EU ministers set for showdown

Another Eurozone meeting today discussing the budget for the 2014-2020 period. Tensions are high amongst the Euro area leaders with rumours swirling around of Veto’s, alliances, disagreements, power struggles you name it.

So far this week it has been another classic example of can-kicking by Europe in  that they delayed making any decision on Greece receiving its next tranche of bailout money until Monday. It is likely we get something on it before Monday as its seems like a fairly aggressive schedule these ministers have over the next few days, the coffee percolators will be running overtime as ministers debate all these issues long into the night and I’m sure over the weekend.

Central issues are Cameron potentially vetoing decisions again as he is looking for spending freezes, smaller nations banding together as they are disgruntled that certain spending may be cut which they depend on, Hollande is looking to ensure the CAP payments stay as they are and I’m sure Greece will be wandering about doing all they can to get their next payment in the bank. It does seem that Cameron is perhaps quite a lonely figure in all this so it will be interesting to see if he gets any of what he wants.

The clock is ticking for Europe as if they do not reach an agreement soon then automatic mechanisms are to be enacted that match 2013 budgets which by accounts here are more costly than is desired. Similar situation to the US fiscal cliff automatic triggers but just a month or so longer in the timeline.

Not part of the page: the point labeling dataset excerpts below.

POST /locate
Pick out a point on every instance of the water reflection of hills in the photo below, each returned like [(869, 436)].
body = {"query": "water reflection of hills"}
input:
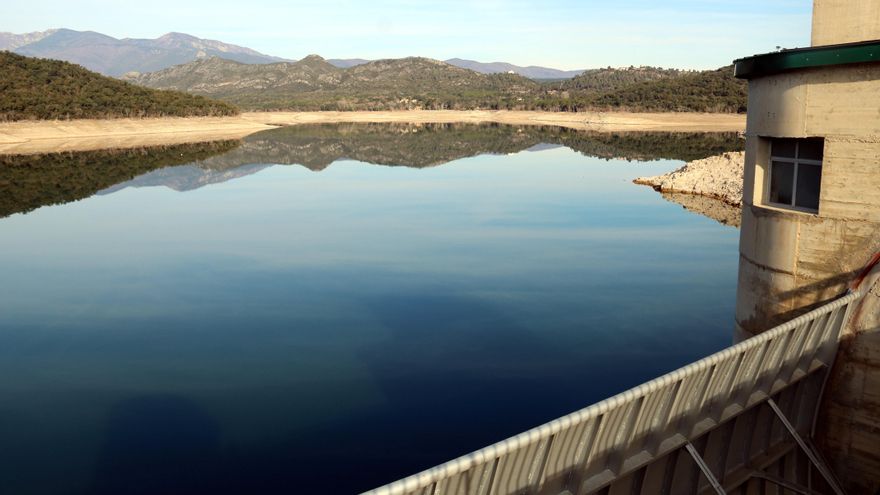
[(425, 145), (28, 182)]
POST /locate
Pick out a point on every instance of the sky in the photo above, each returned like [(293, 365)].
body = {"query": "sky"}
[(565, 34)]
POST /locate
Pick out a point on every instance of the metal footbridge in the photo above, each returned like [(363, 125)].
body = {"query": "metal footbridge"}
[(737, 422)]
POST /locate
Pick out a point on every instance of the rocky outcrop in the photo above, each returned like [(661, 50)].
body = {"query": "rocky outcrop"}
[(719, 177)]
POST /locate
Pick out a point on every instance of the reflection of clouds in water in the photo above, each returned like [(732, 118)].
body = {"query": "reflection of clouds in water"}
[(295, 320)]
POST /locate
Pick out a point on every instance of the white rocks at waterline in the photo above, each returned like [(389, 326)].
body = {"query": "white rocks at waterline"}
[(719, 177)]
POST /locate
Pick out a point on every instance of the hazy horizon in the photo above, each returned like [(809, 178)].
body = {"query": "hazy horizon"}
[(562, 34)]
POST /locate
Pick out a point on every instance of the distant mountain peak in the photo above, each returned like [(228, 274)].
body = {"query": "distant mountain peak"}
[(115, 57)]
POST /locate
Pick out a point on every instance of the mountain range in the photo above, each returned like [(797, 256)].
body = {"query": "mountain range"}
[(314, 84), (531, 72), (115, 57)]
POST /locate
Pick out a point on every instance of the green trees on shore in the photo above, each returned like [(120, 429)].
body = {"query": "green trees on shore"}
[(32, 88)]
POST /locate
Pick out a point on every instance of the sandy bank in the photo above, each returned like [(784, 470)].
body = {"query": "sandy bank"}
[(719, 177), (82, 135)]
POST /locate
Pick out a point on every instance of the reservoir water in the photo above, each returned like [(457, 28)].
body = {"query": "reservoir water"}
[(329, 308)]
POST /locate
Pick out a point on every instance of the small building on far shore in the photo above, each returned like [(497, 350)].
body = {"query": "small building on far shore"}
[(811, 213)]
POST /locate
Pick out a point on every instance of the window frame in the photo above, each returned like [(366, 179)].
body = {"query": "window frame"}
[(796, 161)]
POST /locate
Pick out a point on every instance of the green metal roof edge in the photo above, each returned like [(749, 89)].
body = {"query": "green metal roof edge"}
[(803, 58)]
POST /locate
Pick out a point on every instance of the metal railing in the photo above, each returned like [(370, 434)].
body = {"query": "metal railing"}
[(598, 446)]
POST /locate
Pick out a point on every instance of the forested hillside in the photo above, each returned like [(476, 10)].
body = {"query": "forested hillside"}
[(32, 88), (707, 91), (420, 83)]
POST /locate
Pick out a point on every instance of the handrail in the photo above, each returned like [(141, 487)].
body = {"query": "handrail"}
[(719, 376)]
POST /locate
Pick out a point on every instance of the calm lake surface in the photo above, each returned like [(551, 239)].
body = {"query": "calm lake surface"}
[(218, 319)]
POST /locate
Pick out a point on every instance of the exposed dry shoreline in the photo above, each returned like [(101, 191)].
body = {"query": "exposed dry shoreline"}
[(719, 177), (82, 135)]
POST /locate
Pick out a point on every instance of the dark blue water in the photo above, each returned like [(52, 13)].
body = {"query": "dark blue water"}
[(291, 331)]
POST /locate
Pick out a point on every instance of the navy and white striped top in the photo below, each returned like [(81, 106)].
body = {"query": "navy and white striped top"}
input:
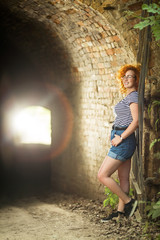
[(122, 110)]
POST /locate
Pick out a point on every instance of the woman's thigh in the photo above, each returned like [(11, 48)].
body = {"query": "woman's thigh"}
[(109, 166), (124, 169)]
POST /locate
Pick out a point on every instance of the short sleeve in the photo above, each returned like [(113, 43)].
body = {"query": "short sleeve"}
[(132, 97)]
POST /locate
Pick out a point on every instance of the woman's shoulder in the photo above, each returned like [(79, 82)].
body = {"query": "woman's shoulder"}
[(132, 97)]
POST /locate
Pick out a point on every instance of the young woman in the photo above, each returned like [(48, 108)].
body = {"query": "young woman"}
[(123, 142)]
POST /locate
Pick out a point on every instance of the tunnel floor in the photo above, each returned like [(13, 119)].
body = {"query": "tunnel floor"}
[(62, 217)]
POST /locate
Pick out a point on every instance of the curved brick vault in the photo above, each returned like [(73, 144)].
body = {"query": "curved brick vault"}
[(73, 47)]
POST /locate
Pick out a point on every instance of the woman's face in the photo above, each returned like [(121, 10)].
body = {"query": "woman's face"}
[(129, 79)]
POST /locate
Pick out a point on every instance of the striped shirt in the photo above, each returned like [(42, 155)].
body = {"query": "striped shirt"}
[(122, 110)]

In other news slightly better data from China overnight in that their manufacturing PMI compiled by HSBC (so not the official one from the politburo, but often seen as more independent measure) came in higher than last month and importantly over the number of 50- (a physcological barrier for most). French and German PMI’s came in better this a.m also but well below that 50 barrier I mention. Fairly muted reaction from markets, as yet again we have a few more pressing matters to worry about. The single currency has kept its head above water this week in the face of two potential negatives in the Greek payments been delayed and the French downgrade of debt rating that I mentioned the other day. Neither are a “travesty” as we have been here before but just worth noting that it managed to shake off the bad news. Overall markets are quiet as it is Thanksgiving in the US so volumes will be low and all eyes will be on the outcomes from the Eurozone meeting over the coming days.